If you look in any newspaper today you will see doom and gloom in connection with the property market, you will a whole selection of guides, surveys and indexes which tell us what we all know – the property market is struggling badly. But are there any other guides to look at? Is there anywhere that we can get the bottom line on the UK property market?
More and more people are starting to look at the property auction market which has also been hit, with attendances down but properties still flowing through on a regular basis. There is a feeling that what is now left at the auctions is a hard core of property investors who are looking to grab a bargain and factor in declines for the future, catching good value properties at the same time. But should we be taking much notice of this hot bed of property investment or should we be looking at the ‘real’ property market?

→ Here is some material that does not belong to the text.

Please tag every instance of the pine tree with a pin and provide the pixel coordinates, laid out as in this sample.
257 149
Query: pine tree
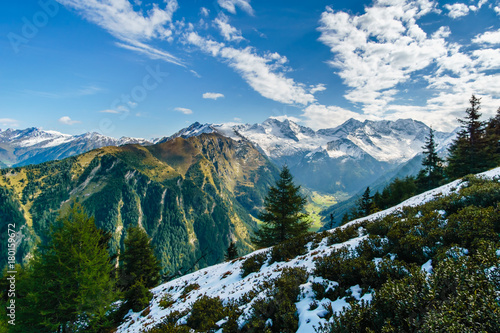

Many people actually believe that the various property auction houses around the UK offer the best indication of what is happening at the base level of the UK housing market. This is where there is no froth, where investors will not pay over the odds and while in the good times the quality of property may well err on the low side, in the current slowdown we are seeing all kinds of properties up for grabs.
If you take a look at the latest figures from the likes of the Nationwide and Halifax (bell weathers of the UK property market) you will see that house prices have fallen but over 12% in the last 12 months while a look at the Land Registry figures will show a fall of just under 5%. However, the underlying figures at various property auctions around the UK are even more shocking, but do they indicate the bottom of the property market fall or supply and demand issues not present in the overall market?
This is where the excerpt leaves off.